Awards and highlights
- First-team All-Big 12 (2017);

= Nick Orr =

American football player (born 1995)

Nick Orr (born October 6, 1995) is an American former football safety. He was signed by the Chicago Bears as an undrafted free agent in 2018. He played college football at TCU.

==Early life==
Orr grew up in DeSoto, Texas in very athletic family. His father, Terry Orr, played eight seasons in the NFL and won two Super Bowl rings with the Washington Redskins. His eldest brother, Terrance, played football at Texas State. Zach Orr, another older brother, played at North Texas before spending three seasons with the Baltimore Ravens. Nick's younger brother, Chris, played at Wisconsin and signed as an undrafted free agent with the Carolina Panthers on April 26, 2020.
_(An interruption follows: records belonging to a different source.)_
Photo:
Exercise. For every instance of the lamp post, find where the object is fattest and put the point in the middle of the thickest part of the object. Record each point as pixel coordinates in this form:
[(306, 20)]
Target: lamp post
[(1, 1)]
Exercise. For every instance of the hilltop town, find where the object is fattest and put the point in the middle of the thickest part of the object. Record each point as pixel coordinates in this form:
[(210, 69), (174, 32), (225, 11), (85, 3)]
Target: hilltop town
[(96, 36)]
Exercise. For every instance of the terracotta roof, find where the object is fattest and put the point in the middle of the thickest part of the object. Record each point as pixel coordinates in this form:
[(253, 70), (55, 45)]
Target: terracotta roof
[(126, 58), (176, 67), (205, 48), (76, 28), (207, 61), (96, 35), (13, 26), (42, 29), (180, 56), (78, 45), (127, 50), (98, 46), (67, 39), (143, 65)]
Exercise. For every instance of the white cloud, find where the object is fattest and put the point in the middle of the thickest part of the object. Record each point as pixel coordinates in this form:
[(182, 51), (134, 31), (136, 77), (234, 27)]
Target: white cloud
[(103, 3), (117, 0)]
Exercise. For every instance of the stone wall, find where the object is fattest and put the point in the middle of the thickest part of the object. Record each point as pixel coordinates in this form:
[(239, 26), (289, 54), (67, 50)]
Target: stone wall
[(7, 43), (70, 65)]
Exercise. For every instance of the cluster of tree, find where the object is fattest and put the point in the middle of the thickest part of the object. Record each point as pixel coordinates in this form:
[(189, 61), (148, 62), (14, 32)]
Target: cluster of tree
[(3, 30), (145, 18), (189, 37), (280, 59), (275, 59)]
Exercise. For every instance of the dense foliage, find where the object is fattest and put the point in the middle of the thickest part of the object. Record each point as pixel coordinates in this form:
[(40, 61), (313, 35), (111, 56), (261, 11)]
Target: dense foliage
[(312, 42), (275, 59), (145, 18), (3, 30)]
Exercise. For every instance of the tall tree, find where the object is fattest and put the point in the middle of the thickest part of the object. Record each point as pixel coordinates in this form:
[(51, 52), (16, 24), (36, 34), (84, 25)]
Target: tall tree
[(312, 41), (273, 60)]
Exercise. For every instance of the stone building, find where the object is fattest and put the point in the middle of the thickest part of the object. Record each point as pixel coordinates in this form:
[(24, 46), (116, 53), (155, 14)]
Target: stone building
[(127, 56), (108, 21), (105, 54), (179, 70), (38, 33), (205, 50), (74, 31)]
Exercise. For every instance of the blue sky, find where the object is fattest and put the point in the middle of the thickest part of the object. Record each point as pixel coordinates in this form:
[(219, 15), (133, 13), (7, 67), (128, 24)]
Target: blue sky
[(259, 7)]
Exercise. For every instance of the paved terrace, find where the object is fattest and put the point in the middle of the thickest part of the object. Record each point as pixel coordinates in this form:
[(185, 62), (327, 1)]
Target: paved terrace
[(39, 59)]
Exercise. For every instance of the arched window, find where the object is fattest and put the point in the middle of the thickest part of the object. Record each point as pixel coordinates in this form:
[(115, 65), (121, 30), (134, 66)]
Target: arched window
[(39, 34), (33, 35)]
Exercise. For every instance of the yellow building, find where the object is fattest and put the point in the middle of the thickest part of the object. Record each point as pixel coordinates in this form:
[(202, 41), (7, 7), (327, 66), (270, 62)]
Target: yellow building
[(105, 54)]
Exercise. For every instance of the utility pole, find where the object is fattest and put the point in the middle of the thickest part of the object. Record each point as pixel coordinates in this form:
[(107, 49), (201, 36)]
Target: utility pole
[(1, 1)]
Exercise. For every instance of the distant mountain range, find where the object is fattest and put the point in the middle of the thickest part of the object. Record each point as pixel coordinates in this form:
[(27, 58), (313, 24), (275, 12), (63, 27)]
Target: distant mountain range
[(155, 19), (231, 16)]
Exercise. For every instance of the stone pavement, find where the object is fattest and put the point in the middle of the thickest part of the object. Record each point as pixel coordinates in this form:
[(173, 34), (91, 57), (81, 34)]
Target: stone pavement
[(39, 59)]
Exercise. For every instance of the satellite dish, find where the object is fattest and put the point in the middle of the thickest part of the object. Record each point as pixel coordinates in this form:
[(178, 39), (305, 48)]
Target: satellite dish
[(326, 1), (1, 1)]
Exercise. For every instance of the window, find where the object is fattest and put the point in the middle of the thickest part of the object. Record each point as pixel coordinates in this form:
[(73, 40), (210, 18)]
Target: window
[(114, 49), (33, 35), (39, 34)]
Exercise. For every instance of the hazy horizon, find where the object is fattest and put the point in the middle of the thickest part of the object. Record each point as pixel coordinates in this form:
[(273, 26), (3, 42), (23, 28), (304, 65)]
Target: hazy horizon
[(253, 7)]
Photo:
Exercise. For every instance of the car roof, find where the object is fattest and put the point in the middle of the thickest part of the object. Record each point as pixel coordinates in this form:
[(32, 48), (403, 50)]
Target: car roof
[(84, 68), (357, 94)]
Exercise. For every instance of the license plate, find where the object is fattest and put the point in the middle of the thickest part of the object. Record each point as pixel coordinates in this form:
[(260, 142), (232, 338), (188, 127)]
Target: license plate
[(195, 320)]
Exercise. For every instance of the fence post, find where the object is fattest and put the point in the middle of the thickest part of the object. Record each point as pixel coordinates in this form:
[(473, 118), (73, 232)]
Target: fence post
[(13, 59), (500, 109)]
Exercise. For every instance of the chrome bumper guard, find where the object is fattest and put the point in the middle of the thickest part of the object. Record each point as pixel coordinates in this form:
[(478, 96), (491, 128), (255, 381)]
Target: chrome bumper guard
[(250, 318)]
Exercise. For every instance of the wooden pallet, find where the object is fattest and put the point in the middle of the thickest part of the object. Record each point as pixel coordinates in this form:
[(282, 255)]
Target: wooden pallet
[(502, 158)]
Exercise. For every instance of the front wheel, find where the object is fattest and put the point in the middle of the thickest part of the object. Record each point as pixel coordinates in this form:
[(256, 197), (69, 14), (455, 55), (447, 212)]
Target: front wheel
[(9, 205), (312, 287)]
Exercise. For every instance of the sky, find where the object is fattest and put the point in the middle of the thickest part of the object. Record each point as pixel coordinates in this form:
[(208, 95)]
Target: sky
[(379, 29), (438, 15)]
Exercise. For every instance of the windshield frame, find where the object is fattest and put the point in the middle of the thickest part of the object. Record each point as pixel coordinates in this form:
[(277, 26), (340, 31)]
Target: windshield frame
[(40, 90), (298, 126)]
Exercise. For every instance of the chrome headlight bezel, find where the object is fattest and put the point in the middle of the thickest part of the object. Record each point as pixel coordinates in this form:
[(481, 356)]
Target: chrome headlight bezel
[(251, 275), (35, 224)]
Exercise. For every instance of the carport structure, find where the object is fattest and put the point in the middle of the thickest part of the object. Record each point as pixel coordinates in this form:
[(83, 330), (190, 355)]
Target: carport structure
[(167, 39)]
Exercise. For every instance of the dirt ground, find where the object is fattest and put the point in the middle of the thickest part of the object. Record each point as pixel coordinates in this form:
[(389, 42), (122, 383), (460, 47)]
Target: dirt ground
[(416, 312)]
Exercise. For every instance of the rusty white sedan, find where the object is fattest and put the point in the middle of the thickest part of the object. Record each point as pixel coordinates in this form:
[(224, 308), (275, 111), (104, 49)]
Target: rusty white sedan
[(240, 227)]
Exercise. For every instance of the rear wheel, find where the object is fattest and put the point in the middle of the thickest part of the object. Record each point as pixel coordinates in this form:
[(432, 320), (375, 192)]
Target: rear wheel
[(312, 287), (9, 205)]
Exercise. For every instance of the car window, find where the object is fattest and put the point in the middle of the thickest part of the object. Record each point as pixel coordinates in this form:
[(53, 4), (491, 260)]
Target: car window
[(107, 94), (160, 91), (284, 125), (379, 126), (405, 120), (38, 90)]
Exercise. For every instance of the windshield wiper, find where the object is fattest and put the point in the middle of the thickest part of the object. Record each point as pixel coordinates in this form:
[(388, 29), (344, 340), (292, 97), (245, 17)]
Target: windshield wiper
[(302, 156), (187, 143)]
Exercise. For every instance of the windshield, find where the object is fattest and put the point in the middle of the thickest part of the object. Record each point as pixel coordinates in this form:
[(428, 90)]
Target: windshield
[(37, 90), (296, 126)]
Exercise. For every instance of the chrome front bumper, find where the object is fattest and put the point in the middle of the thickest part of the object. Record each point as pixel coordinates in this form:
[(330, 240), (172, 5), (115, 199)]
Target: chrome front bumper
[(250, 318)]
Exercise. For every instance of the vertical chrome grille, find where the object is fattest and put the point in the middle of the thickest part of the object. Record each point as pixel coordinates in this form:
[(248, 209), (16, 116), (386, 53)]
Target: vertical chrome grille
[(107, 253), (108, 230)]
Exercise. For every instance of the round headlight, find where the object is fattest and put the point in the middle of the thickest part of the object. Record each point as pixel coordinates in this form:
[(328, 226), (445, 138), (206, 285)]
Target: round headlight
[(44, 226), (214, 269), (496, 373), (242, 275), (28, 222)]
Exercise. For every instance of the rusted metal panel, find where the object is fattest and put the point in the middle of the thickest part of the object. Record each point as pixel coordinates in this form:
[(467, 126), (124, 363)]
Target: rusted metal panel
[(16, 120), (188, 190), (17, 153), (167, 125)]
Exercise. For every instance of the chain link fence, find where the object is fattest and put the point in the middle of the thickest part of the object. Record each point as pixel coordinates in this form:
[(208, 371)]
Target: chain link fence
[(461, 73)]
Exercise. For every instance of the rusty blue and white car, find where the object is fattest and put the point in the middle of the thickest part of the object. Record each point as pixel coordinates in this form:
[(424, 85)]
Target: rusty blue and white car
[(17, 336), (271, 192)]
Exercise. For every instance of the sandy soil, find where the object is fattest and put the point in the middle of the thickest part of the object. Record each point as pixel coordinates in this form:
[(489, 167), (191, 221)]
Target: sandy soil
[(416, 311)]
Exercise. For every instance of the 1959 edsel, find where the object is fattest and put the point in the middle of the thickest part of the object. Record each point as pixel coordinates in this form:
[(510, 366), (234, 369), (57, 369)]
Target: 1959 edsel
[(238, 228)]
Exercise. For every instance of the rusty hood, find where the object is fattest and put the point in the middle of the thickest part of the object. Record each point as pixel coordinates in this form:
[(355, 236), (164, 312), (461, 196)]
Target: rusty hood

At DeSoto High School, Orr was a four-year starter for the Eagles who was named Honorable Mention All-State his junior and senior seasons. He verbally committed to play at TCU in the summer before his senior season, and signed his national letter of intent with the Horned Frogs on February 5, 2014.

==College career==
Orr recorded his first collegiate interception in his debut for TCU in a road game against SMU as true freshman in 2014, a season in which the Frogs would go on to win a Big 12 championship and rank third in the final polls after blowing out Ole Miss, 42-3, in the Peach Bowl. He started 39 games for the TCU in the next three seasons, ending his college career with 126 tackles, 1 sack, 9 interceptions and 3 fumble recoveries. He helped the Frogs win the Alamo Bowl twice and was named 2nd Team All-Big 12 as a junior in 2016 and 1st Team All-Big 12 as a senior in 2017.

==Professional career==

Pre-draft measurables
| Height | Weight | 40-yard dash | 10-yard split | 20-yard split | 20-yard shuttle | Three-cone drill | Vertical jump | Broad jump | Bench press |
| 5 ft 11 in (1.80 m) | 179 lb (81 kg) | 4.57 s | 1.55 s | 2.53 s | 4.21 s | 6.93 s | 33.5 in (0.85 m) | 9 ft 2 in (2.79 m) | 14 reps |
All values are from Pro Day

===Chicago Bears===
After going undrafted in the 2018 NFL draft, Orr signed with the Chicago Bears on May 12, 2018 as an undrafted free agent. He played in all five of the Bears' preseason games, but was released by the Bears during final team cuts on September 1.

===San Antonio Commanders===
On December 7, 2018, Orr signed with the San Antonio Commanders of the new Alliance of American Football. He was waived on February 28, 2019.